Then yes, you can configure the firewall between LAN and FAMP (FreeBSD, Apache, MySQL, PHP) to allow the traffic _from_ the LAN _to_ the FAMP machine. Don't allow connections the other way around (from FAMP to LAN) except the statefull returns of the connections originating on the LAN. For SMB you really only need to allow TCP port 445. The NetBIOS ports 137,138,139, etc. are not required.


----------



## covacat (May 11, 2021)

smb protocol usually sucks over the internet (chatty and latency). and lots of isps block smb ports so you may need to use openvpn/ipsec/other kind of tunneling
probably a sftp based solution will be better


----------



## nero (May 11, 2021)

thanks for your responses. The server is on site. SirDice has almost the right environment set up w/ one simple change:

[internet][ipfw firewall - FAMP]
[SAME Internet][Firewall][developer]

Both networks live on our routing environment. Dev is only 2 hops away.

so, our in-house firewall and the FAMP server have external IPs that are same subnet and port.

I mean, I am thinking the most secure way would be to add another NIC to the [FAMP] box and have an internal NIC and external NIC. But I am trying to avoid that because we are upgrading the server later this year and don't really want to put any physical items in  the current box... Maybe just get one of those cheap WIFI USB connections for the server and put that on our internal WIFI...

Thanks,
T


----------



## SirDice (May 11, 2021)

nero said:


> [internet][ipfw firewall - FAMP]
> [SAME Internet][Firewall][developer]


Then no, don't open Samba up to the internet. Not even firewalled by IP addresses. In that case I'd probably use a VPN (OpenVPN or Wireguard is simple to set up and use and provides good protection) and force the SMB over the VPN.

Alternatively sshfs(5) might be a good enough solution. Or just a plain simple scp(1)/sftp(1), perhaps using rsync(1). WinSCP is a nice tool for SCP/SFTP on Windows. FileZilla for example should also be able to do SFTP.


----------



## nero (May 11, 2021)

thanks....I was thinking that is likely not the best set up.

Will check out OpenVPN.

Currently, they use WinSCP & SSH to access the box.

The next obvious question...What is the biggest difference between OpenVPN & Wireguard?

Thanks


----------



## SirDice (May 11, 2021)

nero said:


> What is the biggest difference between OpenVPN & Wireguard?

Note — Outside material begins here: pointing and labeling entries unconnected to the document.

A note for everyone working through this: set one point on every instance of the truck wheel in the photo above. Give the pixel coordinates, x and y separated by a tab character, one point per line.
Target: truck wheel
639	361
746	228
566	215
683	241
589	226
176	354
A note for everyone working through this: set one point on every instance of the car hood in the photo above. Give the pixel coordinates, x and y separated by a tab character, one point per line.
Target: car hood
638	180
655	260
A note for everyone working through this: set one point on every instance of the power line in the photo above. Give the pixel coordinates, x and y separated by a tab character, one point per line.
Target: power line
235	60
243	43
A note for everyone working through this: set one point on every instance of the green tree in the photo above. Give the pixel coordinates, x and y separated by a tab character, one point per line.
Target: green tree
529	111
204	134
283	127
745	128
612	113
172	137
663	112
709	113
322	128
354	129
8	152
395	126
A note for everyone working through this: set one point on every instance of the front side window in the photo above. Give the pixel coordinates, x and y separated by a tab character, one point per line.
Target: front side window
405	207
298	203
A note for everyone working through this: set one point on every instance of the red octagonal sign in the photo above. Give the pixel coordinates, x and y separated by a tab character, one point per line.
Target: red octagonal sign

This explains it rather well: https://restoreprivacy.com/vpn/wireguard-vs-openvpn/

Short gist of it, OpenVPN is the "gold" standard, it's been around for years. Wireguard is a newer, supposedly faster, implementation using the latest cryptographic protocols.


----------



## covacat (May 11, 2021)

also look at webdav (no new ports to open, easy to set access control, built in windows/mac client)


----------



## nero (May 11, 2021)

k, will check out Webdav as well. Thanks for the info everyone...

T


----------



## nero (May 11, 2021)

SirDice said:


> This explains it rather well: https://restoreprivacy.com/vpn/wireguard-vs-openvpn/
> 
> Short gist of it, OpenVPN is the "gold" standard, it's been around for years. Wireguard is a newer, supposedly faster, implementation using the latest cryptographic protocols.



Thanks for the article. This maybe the path. I will have to look into that.


----------



## nero (May 11, 2021)

One last question about going the VPN route direction.

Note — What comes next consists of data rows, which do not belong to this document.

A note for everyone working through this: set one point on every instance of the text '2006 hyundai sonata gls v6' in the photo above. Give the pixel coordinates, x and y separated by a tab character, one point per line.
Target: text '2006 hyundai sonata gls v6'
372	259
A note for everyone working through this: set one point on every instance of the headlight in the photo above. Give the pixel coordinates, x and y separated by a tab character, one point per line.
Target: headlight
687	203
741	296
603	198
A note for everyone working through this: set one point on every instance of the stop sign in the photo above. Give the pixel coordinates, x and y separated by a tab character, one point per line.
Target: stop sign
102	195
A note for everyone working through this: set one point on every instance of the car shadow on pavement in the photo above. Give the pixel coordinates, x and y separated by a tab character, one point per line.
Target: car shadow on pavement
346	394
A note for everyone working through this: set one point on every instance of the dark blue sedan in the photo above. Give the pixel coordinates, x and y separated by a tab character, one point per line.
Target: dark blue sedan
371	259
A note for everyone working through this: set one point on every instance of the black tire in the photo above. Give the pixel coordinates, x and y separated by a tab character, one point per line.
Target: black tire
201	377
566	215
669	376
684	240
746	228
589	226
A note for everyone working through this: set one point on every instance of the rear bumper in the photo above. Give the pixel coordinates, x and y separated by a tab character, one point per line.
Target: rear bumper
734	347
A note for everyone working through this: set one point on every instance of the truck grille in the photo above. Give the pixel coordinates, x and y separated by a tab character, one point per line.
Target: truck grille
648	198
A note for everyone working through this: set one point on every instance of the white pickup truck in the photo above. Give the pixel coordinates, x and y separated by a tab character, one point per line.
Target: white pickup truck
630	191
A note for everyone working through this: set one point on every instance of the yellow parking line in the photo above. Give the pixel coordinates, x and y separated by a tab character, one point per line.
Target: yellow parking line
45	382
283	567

I guess I would have to create virtual network to use for the VPN connection. Perhaps I am thinking about it all wrong.

So, usually: 

PC on network 1 connects via VPN to network 2
PC is assigned an IP address that is local to network 2
PC sets up route to network 2 via the VPN interface

so, in my case, the FAMP server only has the external IP address.

I am probably missing something here. 

But will start trying to set up and see my mileage! 
THanks for the info.
T


----------



## covacat (May 11, 2021)

opevpn creates tunnel interfaces that have their own rfc 1918 ips
you can use those instead of lan ips
just start samba_server after openvpn and bind it only to loopback and tunnel ip


----------